The Padres will have an approximately 20-percent stake in the newly created Fox regional sports network.
The deal is still awaiting league approval, but if it goes through will certainly help the Padres maintain and middle-of-the-pack payroll. Last year, Jeff Moorad said his plans were to steadily increase the Padres personnel spending and eventually land at about $70 million a season. They’ve started that already this season, and the Fox deal could solidify the plan.
The Padres, with an ownership stake in the network, will see their yearly revenue fluctuate. However, the deal could still be worth the $1.5 billion Bob Nightengale reported originally in USA Today. This deal, if approved by the commissioner’s office, will put San Diego in a position both exciting and frightening.
In the very near future, with a Fox TV deal and a stacked farm system, the Padres will have very little excuse for not competing. It’s exciting to think about the Padres in a position to compete year in and year out, but it’s frightening to see the excuse for why they don’t compete disappear. Don’t get me wrong, I understand that a consistent payroll of $70 million a year is far cry from what even our neighbors to the north will be spending in Los Angeles let alone what the big spenders will shell out every year. But it does put San Diego in a much better position.
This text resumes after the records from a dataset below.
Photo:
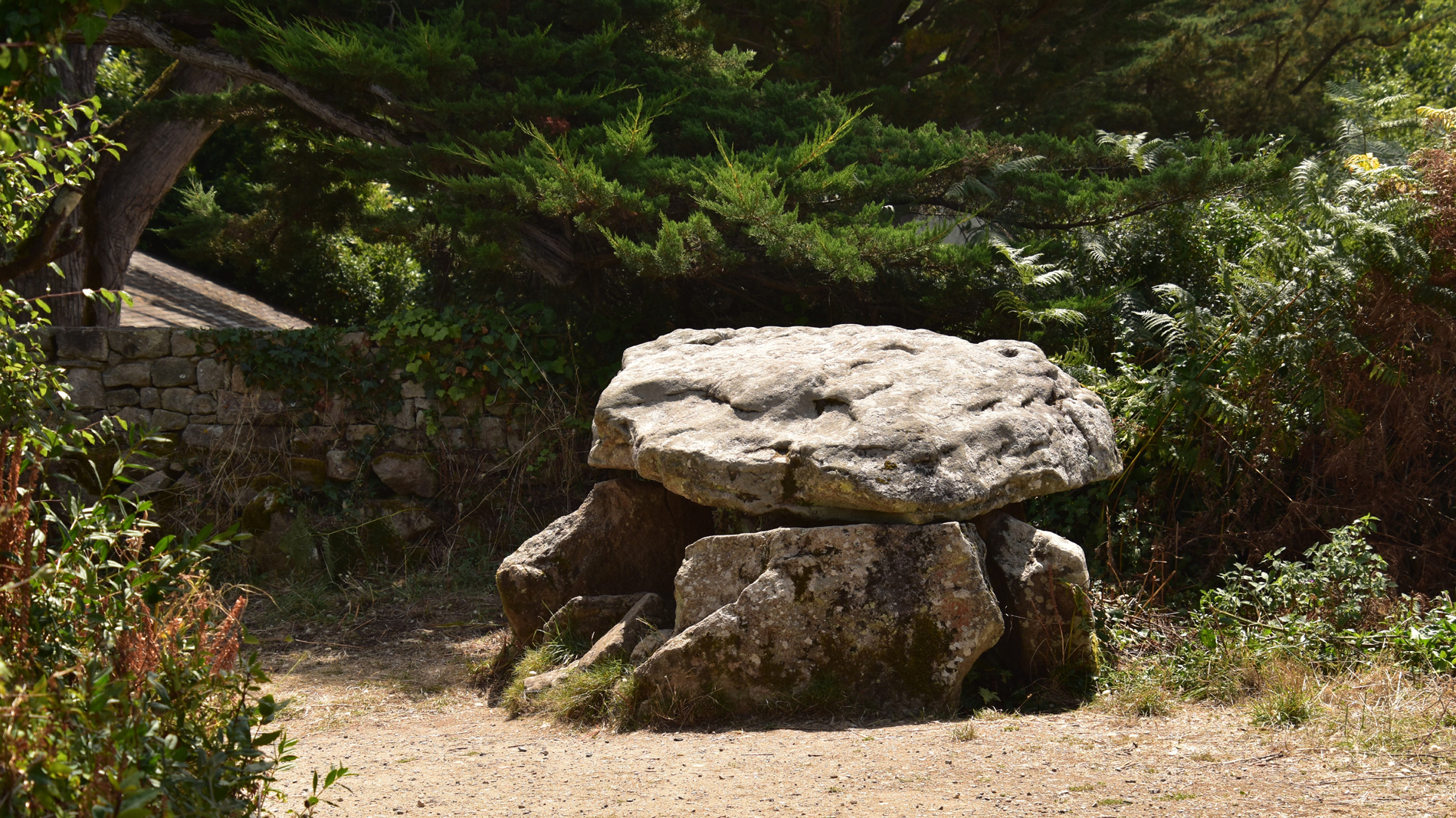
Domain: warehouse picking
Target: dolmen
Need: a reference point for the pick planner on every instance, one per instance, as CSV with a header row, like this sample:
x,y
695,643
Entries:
x,y
821,515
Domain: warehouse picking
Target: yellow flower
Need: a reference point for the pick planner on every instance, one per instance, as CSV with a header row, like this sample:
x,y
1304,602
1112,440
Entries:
x,y
1362,162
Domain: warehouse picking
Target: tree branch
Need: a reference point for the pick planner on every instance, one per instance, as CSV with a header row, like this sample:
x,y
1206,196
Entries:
x,y
127,29
45,242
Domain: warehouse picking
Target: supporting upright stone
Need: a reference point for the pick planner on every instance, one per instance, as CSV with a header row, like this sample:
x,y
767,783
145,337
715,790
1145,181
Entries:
x,y
1041,581
886,617
628,536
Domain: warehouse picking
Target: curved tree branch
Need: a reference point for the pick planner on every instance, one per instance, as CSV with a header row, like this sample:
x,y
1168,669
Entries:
x,y
127,29
50,237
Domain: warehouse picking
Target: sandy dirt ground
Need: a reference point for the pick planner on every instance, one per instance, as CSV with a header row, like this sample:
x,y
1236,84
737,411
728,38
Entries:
x,y
474,761
388,696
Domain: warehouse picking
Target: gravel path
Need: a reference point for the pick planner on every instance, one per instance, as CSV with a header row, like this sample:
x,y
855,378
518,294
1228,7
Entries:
x,y
472,760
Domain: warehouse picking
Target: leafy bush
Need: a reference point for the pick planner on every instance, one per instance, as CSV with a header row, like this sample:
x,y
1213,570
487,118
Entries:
x,y
123,692
1343,584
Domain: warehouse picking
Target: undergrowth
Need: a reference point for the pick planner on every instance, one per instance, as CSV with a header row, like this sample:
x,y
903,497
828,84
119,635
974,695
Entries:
x,y
1321,645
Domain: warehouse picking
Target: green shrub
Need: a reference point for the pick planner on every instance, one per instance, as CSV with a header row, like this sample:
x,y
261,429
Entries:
x,y
123,690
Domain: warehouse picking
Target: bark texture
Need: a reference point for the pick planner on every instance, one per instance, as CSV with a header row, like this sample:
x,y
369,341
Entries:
x,y
120,201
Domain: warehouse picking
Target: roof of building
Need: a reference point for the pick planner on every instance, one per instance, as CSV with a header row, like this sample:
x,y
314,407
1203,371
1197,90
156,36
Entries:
x,y
169,296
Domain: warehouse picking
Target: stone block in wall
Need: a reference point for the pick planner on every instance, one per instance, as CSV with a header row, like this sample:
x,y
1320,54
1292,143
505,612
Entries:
x,y
360,431
208,375
182,344
134,415
341,465
316,436
204,436
414,440
174,371
233,408
118,398
166,421
178,399
87,389
307,472
152,342
80,342
451,438
136,373
402,420
408,473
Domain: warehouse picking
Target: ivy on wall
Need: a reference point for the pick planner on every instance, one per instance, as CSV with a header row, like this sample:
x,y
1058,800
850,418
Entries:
x,y
466,360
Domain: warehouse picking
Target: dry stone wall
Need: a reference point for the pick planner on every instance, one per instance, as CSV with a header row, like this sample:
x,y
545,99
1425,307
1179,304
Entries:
x,y
174,383
242,453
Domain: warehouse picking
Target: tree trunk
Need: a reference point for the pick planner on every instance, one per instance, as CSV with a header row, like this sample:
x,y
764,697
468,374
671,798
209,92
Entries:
x,y
77,74
120,201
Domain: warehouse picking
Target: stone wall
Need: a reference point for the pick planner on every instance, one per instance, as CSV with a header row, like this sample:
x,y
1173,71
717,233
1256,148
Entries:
x,y
176,383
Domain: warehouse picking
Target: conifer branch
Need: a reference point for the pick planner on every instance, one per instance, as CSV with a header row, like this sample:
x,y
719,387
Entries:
x,y
127,29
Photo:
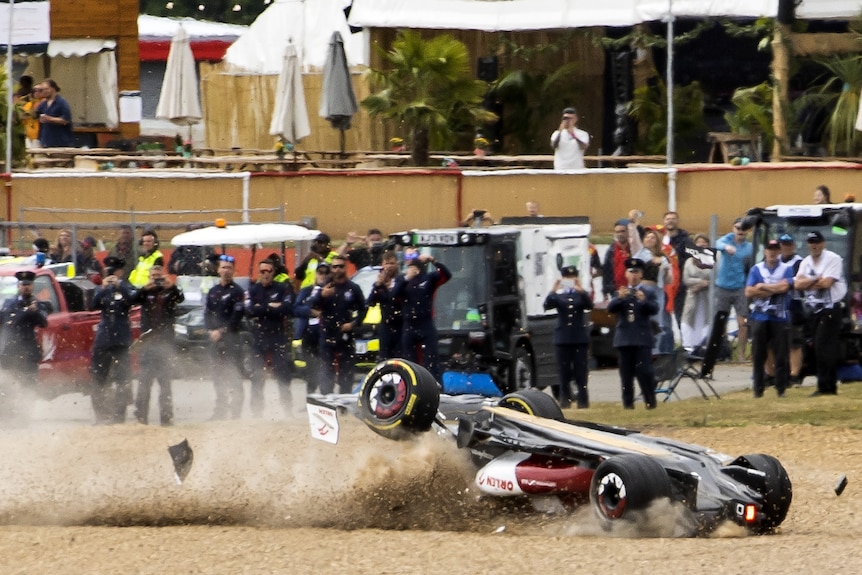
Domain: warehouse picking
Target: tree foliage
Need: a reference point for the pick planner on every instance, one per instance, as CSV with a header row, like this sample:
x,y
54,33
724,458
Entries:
x,y
427,86
214,10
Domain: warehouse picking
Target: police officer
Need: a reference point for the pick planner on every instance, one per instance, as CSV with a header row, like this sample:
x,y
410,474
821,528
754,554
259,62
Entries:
x,y
139,277
223,313
19,349
159,300
571,336
416,289
342,309
391,321
307,327
634,306
110,358
269,305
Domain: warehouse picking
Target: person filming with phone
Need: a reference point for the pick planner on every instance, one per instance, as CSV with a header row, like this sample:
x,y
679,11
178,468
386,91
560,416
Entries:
x,y
569,142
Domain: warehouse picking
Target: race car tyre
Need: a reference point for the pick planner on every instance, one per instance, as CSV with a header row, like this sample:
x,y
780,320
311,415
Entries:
x,y
533,402
624,484
521,373
776,489
398,399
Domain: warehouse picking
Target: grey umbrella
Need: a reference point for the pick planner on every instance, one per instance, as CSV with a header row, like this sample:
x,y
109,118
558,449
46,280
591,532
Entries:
x,y
337,101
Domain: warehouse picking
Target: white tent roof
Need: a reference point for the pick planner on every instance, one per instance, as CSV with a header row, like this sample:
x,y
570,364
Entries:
x,y
492,15
309,24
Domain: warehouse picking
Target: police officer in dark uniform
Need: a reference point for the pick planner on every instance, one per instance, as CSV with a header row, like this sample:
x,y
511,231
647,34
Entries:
x,y
634,306
307,327
571,336
110,360
416,289
269,305
391,321
342,309
160,300
19,349
223,314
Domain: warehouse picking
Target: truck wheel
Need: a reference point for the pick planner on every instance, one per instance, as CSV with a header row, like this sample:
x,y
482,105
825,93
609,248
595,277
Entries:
x,y
626,483
398,398
776,489
521,371
533,402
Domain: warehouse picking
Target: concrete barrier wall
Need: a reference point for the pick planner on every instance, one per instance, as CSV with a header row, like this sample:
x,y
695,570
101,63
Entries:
x,y
392,200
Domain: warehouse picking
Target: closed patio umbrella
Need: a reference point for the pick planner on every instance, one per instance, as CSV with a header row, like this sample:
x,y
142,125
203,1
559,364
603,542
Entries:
x,y
290,116
337,100
178,101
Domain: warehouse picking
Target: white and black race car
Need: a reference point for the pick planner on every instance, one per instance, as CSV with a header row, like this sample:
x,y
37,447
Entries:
x,y
523,446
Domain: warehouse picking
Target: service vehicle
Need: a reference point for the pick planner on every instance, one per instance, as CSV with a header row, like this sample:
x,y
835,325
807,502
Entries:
x,y
841,226
67,341
495,336
523,447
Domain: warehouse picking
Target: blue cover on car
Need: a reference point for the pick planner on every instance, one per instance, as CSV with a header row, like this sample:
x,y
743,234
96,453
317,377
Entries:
x,y
458,382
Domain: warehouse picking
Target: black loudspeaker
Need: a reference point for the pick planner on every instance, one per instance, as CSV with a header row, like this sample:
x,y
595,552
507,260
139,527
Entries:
x,y
486,68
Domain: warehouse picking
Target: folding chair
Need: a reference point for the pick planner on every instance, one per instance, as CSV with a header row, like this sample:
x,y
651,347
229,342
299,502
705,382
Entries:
x,y
707,362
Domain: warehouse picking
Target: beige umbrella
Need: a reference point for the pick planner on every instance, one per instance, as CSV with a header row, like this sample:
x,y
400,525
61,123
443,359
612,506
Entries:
x,y
178,101
290,116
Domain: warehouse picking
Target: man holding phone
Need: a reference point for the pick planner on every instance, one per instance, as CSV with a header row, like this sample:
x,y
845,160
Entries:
x,y
569,142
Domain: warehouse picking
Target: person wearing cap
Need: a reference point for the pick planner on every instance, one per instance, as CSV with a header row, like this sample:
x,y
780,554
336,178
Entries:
x,y
635,305
821,278
416,289
269,304
569,142
159,300
150,255
86,263
768,286
342,310
736,253
307,327
614,264
110,364
20,352
320,251
223,313
571,336
391,325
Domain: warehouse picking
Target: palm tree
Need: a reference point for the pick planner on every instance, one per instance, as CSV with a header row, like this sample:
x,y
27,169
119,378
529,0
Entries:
x,y
428,87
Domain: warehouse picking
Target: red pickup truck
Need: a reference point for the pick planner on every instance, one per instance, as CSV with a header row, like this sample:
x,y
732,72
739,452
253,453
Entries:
x,y
67,341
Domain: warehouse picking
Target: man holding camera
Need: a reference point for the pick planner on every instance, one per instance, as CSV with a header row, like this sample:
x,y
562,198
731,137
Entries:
x,y
160,300
569,142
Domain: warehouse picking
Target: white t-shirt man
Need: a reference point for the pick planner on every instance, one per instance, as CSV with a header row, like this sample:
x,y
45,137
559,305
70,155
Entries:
x,y
569,143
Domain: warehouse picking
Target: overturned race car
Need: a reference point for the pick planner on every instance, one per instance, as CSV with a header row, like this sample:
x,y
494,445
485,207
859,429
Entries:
x,y
523,446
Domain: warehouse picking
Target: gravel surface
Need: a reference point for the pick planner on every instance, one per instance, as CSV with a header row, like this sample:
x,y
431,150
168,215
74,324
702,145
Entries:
x,y
262,497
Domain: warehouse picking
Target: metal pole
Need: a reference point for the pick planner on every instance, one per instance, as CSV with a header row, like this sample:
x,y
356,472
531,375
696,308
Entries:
x,y
9,85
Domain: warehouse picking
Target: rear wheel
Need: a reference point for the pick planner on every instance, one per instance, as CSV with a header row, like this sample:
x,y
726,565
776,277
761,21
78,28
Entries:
x,y
627,483
776,489
398,398
533,402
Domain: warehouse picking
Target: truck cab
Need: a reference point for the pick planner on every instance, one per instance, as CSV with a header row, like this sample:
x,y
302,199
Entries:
x,y
841,226
494,334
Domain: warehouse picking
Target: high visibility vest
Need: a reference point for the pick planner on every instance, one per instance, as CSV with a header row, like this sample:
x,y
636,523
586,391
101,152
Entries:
x,y
140,276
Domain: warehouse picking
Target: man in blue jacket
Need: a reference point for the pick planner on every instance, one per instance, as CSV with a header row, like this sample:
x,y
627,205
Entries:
x,y
634,306
571,336
269,305
736,254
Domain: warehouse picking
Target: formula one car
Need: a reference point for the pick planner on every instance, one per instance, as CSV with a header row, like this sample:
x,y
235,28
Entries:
x,y
523,446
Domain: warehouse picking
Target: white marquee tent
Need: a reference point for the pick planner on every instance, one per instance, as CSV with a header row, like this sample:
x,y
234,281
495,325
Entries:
x,y
308,24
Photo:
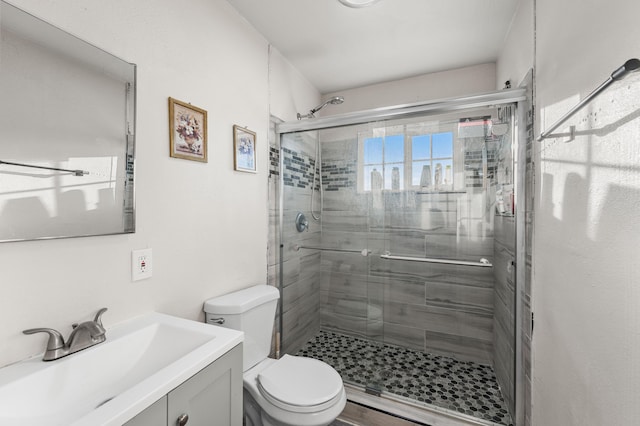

The Padres could find themselves in a spot similar to the Arizona Diamondbacks. The Diamondbacks do not generally have a ton of money to spend, but they outspend the Padres. However, the Diamondbacks have had their ups and downs as well. Payroll doesn’t guarantee wins. With the increased payroll and the ultimate revenue stream from this Fox Sports San Diego deal, the Padres must be smart with the way they build their team. We may soon be at a point where simply tossing out the label “small-market” is no longer excuse enough to justify another losing season.